Britain's embattled Conservative government unveiled a raft of measures Monday aimed at cracking down on record levels of regular migration, including raising the minimum salary threshold for a skilled worker visa.

Immigration is set to be a key issue in a general election expected next year, which the main opposition Labour party is currently favoured to win.

Prime Minister Rishi Sunak has pledged to reduce new arrivals but statistics released last month showed that net migration to Britain hit a high in 2022.

The Office for National Statistics (ONS) said the number of people who arrived in Britain last year was 745,000 more than the number who left.

Interior minister James Cleverly said his plan would result in 300,000 fewer people coming to the UK in the coming years.

"Enough is enough," the home secretary told parliament as he laid out his proposals, which will take effect early next year.

Cleverly said skilled foreign workers wanting a UK visa would have to earn GBP38,700 ($48,860), up from GBP26,200 -- just over a third more.

He exempted health and social care workers, where there are currently staff shortages, in part because of Brexit, but said they would be prevented from bringing family dependents.

Cleverly raised the minimum income for family visas and confirmed restrictions on international students bringing dependents.

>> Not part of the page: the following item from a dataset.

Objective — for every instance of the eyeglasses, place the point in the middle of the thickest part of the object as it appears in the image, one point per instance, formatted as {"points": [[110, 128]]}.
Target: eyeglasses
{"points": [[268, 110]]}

He also reaffirmed that Britain would increase the surcharge that migrants pay to access the state-run National Health Service (NHS) by 66 percent, to GBP1,035.

Critics have said this effectively imposes a double charge on migrant workers, as employees have National Insurance charges, which goes towards covering healthcare, deducted from wages at source.

Cleverly added that the government would reform the "shortage occupation list", which details jobs for which employers are not able to find enough British workers.

The Conservatives won a landslide under the leadership of Boris Johnson at the last election in 2019, largely on a promise to bring net migration numbers down.

The party has repeatedly promised that leaving the European Union, which ended the free movement of people from member states, would allow the UK to "take back control" of its borders.

But regular migration has soared since Britain formally left the EU in January 2020. In 2021, net migration was 488,000.

The ONS data piled pressure on Sunak from his own MPs to take action.

The Tories, in power since 2010, lag well behind centre-left Labour in opinion polls ahead of an election that must be held by January 2025.